Some high-energy cosmic rays entering Earth's atmosphere collide hard enough with molecular atmospheric constituents to cause occasionally nuclear spallation reactions. Some of the fission products include radionuclides such as 14C and 10Be, which settle down on Earth's surface. Their concentration can be measured in ice cores, allowing a reconstruction of solar activity levels into the distant past.[30] Such reconstructions indicate that the overall level of solar activity since the middle of the twentieth century stands amongst the highest of the past 10,000 years, and that Maunder minimum-like epochs of suppressed activity, of varying durations have occurred repeatedly over that time span.

Effects on Earth

Terrestrial organisms

The impact of the solar cycle on living organisms has been investigated (see chronobiology). Some researchers claim to have found connections with human health.[31][32]
The amount of ultraviolet UVB light at 300 nm reaching the Earth varies by as much as 400% over the solar cycle due to variations in the protective ozone layer. In the stratosphere, ozone is continuously regenerated by the splitting of O2 molecules by ultraviolet light. During a solar minimum, the decrease in ultraviolet light received from the Sun leads to a decrease in the concentration of ozone, allowing increased UVB to penetrate to the Earth's surface.[33]

Radio communication

Skywave modes of radio communication operate by bending (refracting) radio waves (electromagnetic radiation) through the Ionosphere. During the "peaks" of the solar cycle, the ionosphere becomes increasingly ionized by solar photons and cosmic rays. This affects the path (propagation) of the radio wave in complex ways which can either facilitate or hinder local and long distance communications. Forecasting of skywave modes is of considerable interest to commercial marine and aircraft communications, amateur radio operators, and shortwave broadcasters
These users utilize frequencies within the High Frequency or 'HF' radio spectrum which are most affected by these solar and ionospheric variances. Changes in solar output affect the maximum usable frequency, a limit on the highest frequency usable for communications.

Terrestrial climate

Both long-term and short-term variations in solar activity are hypothesized to affect global climate, but it has proven extremely challenging to directly quantify the link between solar variation and the earth’s climate.[34] The topic continues to be a subject of active study.
Early research attempted to find a correlation between weather and sunspot activity, mostly without notable success.[35] Later research has concentrated more on correlating solar activity with global temperature. Most recently, research suggests that there may also be regional climate impacts due to the solar cycle. Measurements from the Spectral Irradiance Monitor on NASA’s Solar Radiation and Climate Experiment show that solar UV output is more variable over the course of the solar cycle than scientists had previously thought, resulting in, for example, colder winters in the US and southern Europe and warmer winters in Canada and northern Europe during solar minima.[36]

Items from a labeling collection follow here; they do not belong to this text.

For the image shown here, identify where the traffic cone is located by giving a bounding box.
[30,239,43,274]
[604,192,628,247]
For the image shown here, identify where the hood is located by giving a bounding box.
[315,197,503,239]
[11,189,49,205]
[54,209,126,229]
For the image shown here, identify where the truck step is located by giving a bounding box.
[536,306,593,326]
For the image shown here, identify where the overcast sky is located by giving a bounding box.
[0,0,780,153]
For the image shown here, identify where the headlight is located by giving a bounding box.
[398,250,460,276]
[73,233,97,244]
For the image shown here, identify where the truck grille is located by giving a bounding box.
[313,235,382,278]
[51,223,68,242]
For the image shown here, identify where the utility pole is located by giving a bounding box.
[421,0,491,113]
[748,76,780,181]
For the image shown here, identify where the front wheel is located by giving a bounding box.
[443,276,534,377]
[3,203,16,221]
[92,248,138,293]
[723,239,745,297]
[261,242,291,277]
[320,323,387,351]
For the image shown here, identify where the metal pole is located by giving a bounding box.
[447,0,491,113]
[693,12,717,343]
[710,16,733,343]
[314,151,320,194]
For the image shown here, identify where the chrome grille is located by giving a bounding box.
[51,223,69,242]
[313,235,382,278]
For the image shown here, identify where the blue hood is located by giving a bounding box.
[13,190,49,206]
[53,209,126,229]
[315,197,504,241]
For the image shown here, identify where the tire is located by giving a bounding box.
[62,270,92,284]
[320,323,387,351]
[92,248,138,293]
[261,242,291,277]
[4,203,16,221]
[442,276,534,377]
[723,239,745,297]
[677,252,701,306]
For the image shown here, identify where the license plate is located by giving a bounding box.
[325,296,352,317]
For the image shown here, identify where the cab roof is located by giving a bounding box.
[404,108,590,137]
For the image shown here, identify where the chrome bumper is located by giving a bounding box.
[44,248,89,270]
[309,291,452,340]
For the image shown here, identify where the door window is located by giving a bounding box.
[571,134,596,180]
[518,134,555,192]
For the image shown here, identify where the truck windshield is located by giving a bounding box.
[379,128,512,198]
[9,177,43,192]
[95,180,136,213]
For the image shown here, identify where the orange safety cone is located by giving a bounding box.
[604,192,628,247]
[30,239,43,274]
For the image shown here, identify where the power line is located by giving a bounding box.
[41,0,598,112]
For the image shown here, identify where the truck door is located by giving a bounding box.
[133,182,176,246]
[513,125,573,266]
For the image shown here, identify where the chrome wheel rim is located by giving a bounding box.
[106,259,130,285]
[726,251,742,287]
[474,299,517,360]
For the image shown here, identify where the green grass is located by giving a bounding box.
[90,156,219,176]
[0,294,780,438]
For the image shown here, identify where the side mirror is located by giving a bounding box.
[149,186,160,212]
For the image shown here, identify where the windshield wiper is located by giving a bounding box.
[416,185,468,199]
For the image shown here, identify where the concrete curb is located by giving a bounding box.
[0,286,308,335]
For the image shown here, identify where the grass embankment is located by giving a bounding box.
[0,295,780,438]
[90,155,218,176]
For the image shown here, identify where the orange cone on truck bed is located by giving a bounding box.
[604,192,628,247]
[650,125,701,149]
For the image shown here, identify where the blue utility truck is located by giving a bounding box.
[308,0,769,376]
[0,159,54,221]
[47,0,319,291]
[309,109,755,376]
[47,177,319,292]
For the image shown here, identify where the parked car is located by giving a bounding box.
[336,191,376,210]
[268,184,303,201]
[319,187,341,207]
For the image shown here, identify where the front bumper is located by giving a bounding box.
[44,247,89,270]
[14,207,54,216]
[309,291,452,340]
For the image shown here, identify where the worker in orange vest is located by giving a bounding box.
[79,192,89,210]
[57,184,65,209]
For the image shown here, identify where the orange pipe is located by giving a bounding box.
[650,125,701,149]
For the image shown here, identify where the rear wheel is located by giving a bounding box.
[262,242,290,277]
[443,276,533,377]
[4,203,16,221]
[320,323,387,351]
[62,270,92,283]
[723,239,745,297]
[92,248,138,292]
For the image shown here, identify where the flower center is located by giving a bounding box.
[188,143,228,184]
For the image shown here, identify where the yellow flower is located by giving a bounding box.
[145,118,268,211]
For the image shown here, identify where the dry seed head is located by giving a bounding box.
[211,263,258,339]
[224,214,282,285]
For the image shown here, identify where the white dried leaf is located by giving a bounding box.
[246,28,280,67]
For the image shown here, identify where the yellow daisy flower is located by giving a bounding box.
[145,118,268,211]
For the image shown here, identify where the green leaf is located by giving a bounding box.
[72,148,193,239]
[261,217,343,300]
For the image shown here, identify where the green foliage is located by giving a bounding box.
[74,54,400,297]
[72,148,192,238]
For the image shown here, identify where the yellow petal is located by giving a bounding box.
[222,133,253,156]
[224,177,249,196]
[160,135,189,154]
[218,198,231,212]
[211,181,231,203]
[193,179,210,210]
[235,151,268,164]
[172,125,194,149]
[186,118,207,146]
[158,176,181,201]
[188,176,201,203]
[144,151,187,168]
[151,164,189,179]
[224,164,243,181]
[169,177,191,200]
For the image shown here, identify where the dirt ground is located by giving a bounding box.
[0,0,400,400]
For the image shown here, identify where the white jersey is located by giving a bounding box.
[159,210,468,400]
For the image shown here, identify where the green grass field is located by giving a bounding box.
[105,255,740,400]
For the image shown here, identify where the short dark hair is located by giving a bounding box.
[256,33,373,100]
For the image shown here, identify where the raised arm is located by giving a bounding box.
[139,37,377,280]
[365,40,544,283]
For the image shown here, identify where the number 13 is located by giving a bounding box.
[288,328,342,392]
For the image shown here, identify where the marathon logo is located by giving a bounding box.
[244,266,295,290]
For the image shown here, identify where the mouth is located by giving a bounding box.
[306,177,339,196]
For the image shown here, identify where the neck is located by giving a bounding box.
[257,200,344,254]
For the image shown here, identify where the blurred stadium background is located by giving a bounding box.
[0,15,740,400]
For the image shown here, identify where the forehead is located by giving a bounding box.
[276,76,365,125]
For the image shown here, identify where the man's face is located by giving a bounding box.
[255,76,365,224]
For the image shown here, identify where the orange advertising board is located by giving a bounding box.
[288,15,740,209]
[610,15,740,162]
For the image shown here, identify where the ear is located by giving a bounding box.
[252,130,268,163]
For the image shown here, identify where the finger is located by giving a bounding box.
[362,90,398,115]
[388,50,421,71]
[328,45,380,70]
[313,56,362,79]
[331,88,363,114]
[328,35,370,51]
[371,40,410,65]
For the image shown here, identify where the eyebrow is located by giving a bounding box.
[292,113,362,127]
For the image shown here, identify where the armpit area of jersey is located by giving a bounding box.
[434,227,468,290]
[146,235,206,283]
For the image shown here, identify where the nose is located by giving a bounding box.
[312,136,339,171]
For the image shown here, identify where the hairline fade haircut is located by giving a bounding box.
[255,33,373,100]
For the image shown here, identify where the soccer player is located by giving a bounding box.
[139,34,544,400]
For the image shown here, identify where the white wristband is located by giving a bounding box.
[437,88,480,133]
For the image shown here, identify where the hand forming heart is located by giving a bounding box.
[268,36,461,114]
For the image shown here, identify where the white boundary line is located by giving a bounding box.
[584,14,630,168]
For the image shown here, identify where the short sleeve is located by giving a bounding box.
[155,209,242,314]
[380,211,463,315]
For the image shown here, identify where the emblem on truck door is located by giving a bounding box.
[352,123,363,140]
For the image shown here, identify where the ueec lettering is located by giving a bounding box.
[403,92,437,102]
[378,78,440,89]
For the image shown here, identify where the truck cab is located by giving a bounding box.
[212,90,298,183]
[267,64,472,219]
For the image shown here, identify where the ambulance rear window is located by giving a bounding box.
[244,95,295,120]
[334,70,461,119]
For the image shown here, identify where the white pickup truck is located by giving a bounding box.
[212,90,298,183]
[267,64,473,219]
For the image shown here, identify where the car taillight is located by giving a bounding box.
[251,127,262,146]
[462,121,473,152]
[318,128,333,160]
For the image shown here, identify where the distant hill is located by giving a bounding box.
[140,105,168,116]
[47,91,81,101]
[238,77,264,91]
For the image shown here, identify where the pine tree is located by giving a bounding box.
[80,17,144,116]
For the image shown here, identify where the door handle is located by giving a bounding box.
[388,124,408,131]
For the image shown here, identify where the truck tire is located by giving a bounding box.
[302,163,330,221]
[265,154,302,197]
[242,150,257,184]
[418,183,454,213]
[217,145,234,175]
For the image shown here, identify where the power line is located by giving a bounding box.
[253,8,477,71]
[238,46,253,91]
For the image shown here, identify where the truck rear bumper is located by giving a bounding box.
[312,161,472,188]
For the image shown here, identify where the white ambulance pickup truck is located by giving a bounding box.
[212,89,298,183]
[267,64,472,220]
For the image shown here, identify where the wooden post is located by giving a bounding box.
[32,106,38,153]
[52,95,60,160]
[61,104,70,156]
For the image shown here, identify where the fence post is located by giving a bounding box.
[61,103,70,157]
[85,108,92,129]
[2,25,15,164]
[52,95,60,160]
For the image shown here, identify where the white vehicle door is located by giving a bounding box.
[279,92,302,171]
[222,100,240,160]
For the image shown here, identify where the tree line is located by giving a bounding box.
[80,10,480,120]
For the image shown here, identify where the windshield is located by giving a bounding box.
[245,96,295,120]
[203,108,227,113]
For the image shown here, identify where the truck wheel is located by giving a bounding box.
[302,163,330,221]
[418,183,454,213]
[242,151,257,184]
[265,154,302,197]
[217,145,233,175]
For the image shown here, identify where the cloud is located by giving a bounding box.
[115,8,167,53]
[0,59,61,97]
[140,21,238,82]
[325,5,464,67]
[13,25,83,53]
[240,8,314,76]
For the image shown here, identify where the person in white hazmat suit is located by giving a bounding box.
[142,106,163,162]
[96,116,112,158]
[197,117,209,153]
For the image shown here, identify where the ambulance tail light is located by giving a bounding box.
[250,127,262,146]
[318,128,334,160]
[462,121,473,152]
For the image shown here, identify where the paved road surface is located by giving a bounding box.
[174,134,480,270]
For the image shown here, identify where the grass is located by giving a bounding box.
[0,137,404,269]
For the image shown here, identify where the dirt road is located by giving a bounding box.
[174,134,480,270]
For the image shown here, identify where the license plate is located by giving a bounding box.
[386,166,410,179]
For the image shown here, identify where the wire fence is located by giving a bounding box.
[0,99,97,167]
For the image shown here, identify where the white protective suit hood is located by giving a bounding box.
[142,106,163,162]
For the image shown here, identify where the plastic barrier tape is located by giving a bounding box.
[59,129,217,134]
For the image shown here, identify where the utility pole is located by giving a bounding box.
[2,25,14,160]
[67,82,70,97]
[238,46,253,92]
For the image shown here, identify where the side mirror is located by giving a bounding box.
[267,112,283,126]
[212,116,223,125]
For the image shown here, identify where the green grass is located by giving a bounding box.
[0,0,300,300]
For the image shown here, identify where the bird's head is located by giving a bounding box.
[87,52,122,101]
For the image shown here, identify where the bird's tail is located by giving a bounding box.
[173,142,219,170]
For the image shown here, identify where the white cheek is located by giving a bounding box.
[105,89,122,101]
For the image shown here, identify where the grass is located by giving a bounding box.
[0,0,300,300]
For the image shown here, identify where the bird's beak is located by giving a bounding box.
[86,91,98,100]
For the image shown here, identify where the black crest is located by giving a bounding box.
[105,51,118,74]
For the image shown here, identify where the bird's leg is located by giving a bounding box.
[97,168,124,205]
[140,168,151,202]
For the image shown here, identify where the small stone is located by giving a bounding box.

There are three suggested mechanisms by which solar variations are hypothesized to have an effect on climate:
  • Solar irradiance changes directly affecting the climate ("Radiative forcing").
  • Variations in the ultraviolet component. The UV component varies by more than the total, so if UV were for some (as yet unknown) reason having a disproportionate effect, this might cause an effect on climate.
  • Effects mediated by changes in cosmic rays (which are affected by the solar wind) such as changes in cloud cover.
The sunspot cycle variation of 0.1% has small but detectable effects on the Earth’s climate.[37][38][39] Work by Camp and Tung suggests that changes in solar irradiance correlate with a variation of 0.18 K ±0.08 K (0.32 °F ±0.14 °F) in measured average global temperature between the peak and minimum of the 11-year solar cycle.[40]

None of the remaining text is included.